Apache Spark: java.lang.NoClassDefFoundError for software.amazon.awssdk.transfer.s3.progress.TransferListener when reading CSV from S3

I am trying to read a CSV file from S3 using Apache Spark, but I encounter the following error:

java.lang.NoClassDefFoundError: software/amazon/awssdk/transfer/s3/progress/TransferListener
  at java.base/java.lang.Class.forName0(Native Method)
  at java.base/java.lang.Class.forName(Class.java:398)
  at org.apache.hadoop.conf.Configuration.getClassByNameOrNull(Configuration.java:2625)
  ...

These are the jars I'm using:

C:/spark/jars/iceberg-spark-runtime-3.5_2.12-1.7.1.jar,
C:/spark/jars/hadoop-aws-3.4.0.jar,
C:/spark/jars/aws-java-sdk-core-1.11.999.jar,
C:/spark/jars/aws-java-sdk-s3-1.11.999.jar,
C:/spark/jars/aws-sdk-core-2.17.99.jar,
C:/spark/jars/aws-sdk-s3-2.17.99.jar

Using only AWS SDK v1 (aws-java-sdk-core and aws-java-sdk-s3) causes authentication errors.

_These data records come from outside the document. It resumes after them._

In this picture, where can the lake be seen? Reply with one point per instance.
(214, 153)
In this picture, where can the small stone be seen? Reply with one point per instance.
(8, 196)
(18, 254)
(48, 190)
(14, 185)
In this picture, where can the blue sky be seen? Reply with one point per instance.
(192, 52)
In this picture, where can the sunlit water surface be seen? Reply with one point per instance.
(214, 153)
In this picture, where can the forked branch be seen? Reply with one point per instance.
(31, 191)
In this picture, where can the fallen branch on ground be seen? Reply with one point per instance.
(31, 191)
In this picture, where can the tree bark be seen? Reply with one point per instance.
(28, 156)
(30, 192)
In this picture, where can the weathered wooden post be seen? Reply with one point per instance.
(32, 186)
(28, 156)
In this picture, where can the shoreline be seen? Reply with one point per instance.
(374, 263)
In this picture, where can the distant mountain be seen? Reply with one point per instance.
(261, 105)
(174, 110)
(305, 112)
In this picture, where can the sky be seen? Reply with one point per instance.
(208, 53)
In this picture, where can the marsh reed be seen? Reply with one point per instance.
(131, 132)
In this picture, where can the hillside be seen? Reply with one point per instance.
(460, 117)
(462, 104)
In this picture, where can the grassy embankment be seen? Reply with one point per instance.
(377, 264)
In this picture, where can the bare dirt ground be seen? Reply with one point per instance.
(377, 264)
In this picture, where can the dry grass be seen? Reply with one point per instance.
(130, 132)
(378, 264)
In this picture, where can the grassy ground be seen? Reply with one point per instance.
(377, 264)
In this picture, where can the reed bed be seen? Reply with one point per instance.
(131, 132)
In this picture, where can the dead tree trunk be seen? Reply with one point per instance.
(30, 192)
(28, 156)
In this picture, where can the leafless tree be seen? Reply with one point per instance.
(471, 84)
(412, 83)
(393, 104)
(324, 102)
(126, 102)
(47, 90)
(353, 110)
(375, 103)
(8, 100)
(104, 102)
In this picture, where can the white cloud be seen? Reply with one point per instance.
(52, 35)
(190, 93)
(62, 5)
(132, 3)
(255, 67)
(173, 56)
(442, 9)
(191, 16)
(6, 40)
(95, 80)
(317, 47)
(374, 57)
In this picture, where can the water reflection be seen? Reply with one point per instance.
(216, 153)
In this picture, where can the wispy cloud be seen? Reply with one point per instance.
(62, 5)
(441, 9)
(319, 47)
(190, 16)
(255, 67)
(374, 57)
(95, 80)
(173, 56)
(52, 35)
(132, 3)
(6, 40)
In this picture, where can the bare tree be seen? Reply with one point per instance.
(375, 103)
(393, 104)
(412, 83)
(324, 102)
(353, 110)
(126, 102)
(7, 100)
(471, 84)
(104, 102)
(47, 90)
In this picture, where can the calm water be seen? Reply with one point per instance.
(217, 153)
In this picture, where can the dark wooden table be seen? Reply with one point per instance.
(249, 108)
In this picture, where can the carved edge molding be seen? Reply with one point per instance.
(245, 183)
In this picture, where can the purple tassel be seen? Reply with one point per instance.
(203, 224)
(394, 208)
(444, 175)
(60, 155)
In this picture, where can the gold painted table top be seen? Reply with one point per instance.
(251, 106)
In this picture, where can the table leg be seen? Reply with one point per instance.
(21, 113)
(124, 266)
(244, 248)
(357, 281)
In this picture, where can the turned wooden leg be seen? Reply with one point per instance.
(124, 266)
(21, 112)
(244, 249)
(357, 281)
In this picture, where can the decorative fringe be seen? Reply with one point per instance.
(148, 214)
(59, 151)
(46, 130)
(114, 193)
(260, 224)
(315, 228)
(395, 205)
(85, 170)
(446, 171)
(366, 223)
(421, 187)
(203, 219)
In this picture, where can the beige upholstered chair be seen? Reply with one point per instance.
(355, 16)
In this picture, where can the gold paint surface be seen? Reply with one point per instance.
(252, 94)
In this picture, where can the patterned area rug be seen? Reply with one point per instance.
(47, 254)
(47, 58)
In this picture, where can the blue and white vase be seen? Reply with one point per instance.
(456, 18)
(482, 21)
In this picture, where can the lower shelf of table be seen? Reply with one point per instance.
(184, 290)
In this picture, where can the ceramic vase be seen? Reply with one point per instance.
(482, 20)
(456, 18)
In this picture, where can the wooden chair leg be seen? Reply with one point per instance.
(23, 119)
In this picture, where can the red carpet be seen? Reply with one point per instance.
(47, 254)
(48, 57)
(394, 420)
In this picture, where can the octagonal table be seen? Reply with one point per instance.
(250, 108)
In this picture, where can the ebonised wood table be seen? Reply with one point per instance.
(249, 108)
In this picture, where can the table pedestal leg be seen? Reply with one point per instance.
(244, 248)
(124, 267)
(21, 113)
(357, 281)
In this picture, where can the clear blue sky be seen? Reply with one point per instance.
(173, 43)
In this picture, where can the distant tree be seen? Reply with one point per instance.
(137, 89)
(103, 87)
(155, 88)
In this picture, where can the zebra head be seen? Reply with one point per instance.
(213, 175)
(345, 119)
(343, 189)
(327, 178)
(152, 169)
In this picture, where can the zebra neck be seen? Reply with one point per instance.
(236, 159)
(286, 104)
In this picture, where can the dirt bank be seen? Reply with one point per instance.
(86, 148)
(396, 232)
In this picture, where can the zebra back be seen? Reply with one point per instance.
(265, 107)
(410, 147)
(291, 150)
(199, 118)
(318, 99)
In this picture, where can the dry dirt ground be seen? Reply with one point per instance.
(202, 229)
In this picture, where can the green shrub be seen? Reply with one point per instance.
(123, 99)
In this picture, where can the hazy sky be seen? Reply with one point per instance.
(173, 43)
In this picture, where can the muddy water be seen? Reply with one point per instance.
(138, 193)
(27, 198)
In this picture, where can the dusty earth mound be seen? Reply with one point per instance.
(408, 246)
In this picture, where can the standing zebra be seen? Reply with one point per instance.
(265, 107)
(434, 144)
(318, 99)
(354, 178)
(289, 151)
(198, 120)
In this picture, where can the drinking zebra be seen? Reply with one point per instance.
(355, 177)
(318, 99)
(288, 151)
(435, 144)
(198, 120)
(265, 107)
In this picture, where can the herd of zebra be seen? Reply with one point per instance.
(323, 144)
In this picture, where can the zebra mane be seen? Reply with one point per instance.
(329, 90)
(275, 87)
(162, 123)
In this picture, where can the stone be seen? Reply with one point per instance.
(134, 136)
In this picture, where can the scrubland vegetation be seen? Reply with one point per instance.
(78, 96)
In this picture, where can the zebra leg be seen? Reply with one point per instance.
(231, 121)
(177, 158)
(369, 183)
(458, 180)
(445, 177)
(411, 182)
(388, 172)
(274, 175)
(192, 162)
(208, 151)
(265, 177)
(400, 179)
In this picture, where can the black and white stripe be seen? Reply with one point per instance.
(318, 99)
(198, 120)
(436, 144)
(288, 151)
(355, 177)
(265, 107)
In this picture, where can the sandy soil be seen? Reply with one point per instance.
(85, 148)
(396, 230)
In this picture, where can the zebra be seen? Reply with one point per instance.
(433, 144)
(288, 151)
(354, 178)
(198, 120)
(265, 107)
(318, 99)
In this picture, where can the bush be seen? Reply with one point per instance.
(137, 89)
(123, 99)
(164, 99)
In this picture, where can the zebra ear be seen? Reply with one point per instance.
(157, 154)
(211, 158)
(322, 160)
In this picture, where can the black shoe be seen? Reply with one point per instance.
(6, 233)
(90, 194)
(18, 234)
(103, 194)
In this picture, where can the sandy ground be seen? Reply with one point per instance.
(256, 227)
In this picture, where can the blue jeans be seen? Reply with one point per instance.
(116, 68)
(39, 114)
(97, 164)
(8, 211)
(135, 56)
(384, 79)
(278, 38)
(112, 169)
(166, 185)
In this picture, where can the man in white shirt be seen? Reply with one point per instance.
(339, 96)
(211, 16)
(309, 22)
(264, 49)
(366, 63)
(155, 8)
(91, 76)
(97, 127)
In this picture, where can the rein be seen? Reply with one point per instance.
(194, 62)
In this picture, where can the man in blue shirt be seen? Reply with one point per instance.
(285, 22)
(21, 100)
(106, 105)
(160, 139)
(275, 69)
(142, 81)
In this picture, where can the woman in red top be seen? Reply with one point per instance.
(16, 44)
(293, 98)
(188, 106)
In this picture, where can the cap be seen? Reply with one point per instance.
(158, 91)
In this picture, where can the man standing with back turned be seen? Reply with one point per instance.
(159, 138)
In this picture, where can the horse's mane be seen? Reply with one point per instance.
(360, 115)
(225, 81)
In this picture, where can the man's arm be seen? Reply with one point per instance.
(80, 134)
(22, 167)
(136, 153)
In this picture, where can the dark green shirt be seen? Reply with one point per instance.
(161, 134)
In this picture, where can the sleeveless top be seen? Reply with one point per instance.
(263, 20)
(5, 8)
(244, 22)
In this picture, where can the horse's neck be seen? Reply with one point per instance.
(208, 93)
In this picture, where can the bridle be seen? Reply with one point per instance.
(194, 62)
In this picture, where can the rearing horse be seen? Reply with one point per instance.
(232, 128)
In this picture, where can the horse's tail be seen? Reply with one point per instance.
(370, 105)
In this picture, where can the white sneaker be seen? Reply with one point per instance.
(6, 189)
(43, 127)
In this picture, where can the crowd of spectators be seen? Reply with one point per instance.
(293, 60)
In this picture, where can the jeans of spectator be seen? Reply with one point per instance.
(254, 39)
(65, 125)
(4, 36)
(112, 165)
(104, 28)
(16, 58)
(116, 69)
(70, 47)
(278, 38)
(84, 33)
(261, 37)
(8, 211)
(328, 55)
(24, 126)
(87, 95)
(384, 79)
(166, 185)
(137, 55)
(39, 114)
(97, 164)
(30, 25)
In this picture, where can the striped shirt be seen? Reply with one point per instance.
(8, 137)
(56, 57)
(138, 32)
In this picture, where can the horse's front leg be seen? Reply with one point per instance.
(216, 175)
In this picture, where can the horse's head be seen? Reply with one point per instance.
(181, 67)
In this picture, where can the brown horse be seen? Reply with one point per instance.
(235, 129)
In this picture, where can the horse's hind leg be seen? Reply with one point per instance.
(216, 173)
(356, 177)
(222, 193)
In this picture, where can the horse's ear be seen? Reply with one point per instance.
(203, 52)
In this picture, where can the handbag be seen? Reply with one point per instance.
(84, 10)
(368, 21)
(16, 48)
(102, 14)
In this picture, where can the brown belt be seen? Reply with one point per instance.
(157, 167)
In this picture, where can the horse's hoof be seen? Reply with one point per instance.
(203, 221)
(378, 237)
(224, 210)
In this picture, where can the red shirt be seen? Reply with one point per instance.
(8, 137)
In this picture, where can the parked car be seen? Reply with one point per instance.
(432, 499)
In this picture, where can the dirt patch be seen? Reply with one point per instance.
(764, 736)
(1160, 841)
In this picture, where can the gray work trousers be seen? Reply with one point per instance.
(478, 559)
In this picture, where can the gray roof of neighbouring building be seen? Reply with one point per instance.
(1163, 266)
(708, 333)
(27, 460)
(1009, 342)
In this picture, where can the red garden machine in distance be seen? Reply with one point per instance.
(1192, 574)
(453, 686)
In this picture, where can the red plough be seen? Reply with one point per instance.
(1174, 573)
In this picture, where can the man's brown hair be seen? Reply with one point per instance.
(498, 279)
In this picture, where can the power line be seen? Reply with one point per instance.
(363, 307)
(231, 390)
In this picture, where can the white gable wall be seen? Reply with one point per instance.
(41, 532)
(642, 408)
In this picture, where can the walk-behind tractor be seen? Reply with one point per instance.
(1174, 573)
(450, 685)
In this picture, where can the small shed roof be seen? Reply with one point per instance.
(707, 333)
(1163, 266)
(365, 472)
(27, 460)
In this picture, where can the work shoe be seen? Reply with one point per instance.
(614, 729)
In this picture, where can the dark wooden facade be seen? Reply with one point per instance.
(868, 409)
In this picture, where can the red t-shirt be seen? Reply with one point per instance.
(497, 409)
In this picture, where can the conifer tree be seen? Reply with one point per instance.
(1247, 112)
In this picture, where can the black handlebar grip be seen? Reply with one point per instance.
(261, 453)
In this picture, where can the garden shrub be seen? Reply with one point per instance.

Using only AWS SDK v2 (aws-sdk-core and aws-sdk-s3) results in missing TransferListener.

Combining v1 and v2 jars in the spark-shell command, I'm still getting the same NoClassDefFoundError.

Solution

You should use spark.jars.packages config variable in the codebase where you are using these functions, not directly modifying the global Spark classpath.